How can we create opportunities out of our crumbling infrastructure? And what opportunities will renewed infrastructure bring? These were some of the questions posed at an Aspen Institute panel event called “Building Good Jobs into America’s Infrastructure Investments.” The event was part of Working in America, a series of ongoing discussions on an array of critical issues affecting low- and moderate-income workers in the United States. Both parties have discussed investing in our nation’s infrastructure, a prospect that comes with many potential benefits to the American economy and society. Policymakers see the infrastructure investments as a way of responding to the clear concern about jobs expressed by their constituents. Citing examples from their own careers, panelists weighed in on how to ensure these investments advance workers, companies, and communities.
Creating pathways for young people
Dana Redd, the mayor of Camden, NJ, recounted her personal history as someone who did not follow the traditional path to college. She said politicians should use the bully pulpit to advocate for educational opportunities and local hiring. It’s important that young people in particular are exposed to non-traditional fields and investments are made in their skill development.

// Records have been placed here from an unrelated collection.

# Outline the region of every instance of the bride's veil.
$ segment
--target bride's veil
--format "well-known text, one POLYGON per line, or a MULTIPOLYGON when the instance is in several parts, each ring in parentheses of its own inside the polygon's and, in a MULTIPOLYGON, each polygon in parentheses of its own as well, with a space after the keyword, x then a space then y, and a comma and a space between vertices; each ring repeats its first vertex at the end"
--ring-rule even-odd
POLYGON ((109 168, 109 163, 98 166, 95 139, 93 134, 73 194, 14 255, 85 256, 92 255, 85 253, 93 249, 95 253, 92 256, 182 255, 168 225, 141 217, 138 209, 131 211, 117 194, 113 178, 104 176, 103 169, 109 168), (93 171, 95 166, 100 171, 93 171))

Looking beyond the hard hat
Adie Tomer of the Brookings Institute challenged listeners to look beyond the hard hat when thinking about infrastructure workers and how they affect the lives of everyday Americans. While the industry contributes millions of jobs to the workforce, the growing demand for these workers is not currently being met. Local, state, and federal governments need to be more forward thinking to create a robust workforce and invest in the nation’s future.

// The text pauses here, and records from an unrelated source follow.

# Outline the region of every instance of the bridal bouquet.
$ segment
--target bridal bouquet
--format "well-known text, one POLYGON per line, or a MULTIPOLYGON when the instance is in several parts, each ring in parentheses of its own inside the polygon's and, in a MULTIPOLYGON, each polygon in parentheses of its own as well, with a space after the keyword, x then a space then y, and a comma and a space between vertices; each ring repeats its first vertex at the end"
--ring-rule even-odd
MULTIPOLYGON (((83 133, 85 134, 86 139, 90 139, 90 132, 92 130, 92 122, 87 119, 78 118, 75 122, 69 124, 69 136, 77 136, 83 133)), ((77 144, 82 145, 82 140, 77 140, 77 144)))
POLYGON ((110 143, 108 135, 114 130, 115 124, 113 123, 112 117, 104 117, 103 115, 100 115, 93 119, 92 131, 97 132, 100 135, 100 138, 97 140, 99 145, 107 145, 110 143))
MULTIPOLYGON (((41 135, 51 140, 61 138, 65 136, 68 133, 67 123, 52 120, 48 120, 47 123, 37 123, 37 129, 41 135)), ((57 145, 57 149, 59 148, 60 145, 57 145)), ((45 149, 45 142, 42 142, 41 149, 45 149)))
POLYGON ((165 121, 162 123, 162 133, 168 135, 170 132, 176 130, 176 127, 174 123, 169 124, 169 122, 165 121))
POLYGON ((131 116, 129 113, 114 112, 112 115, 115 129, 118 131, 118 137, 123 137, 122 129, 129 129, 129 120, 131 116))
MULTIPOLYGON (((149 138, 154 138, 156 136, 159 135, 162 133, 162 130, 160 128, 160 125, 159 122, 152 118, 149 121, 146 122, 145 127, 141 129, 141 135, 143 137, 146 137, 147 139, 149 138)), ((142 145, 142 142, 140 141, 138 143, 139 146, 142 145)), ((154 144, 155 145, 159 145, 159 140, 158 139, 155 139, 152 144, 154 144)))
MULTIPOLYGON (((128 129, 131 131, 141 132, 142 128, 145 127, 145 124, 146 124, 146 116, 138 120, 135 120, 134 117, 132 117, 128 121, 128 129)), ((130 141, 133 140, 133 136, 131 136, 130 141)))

Worker quality vs. quantity
Denise Fairchild, president of the Emerald Cities Collaborative, works to bring together coalitions of public, private, and community organizations as part of a single economy. While she advocates for the creation of more jobs, she explained that sometimes you must sacrifice quantity for quality. Unions have had a historic role in ensuring jobs that are equitable for workers. Discussions on worker’s rights must become more open, though, so other voices can be heard.

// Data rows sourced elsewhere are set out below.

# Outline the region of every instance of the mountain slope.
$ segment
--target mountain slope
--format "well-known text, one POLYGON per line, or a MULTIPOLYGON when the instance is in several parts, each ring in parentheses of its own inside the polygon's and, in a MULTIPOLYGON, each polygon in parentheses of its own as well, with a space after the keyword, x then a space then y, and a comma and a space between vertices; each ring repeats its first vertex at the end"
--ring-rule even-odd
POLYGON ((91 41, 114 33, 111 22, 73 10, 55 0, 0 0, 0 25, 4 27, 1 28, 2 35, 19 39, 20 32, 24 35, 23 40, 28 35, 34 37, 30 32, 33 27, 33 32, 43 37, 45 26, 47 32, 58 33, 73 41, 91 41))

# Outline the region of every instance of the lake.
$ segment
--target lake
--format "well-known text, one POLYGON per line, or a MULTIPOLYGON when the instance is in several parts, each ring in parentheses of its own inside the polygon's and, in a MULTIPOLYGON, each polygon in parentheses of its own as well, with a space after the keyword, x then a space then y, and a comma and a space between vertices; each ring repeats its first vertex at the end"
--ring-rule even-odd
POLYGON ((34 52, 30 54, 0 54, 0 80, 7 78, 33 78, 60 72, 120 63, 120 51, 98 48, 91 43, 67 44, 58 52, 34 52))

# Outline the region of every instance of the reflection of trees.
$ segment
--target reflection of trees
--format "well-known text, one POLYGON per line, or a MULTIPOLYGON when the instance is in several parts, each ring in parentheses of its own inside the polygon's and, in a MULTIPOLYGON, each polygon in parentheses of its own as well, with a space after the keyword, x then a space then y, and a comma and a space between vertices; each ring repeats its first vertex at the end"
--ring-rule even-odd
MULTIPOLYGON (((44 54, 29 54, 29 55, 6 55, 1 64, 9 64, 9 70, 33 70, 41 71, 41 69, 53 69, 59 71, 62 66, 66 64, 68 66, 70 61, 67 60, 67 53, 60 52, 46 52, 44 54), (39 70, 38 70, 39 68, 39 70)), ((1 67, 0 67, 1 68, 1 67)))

Diversity in the workplace
Charles “Rick” Moore is the Director of Community Relations at Swinerton Incorporated, a commercial construction company. He said that advancing diversity and inclusion in the infrastructure industry should take place at every level, including the executive. It’s not enough to just hire more women and minorities — it’s the responsibility of companies to engage these workers and create environments that result in long-lasting careers.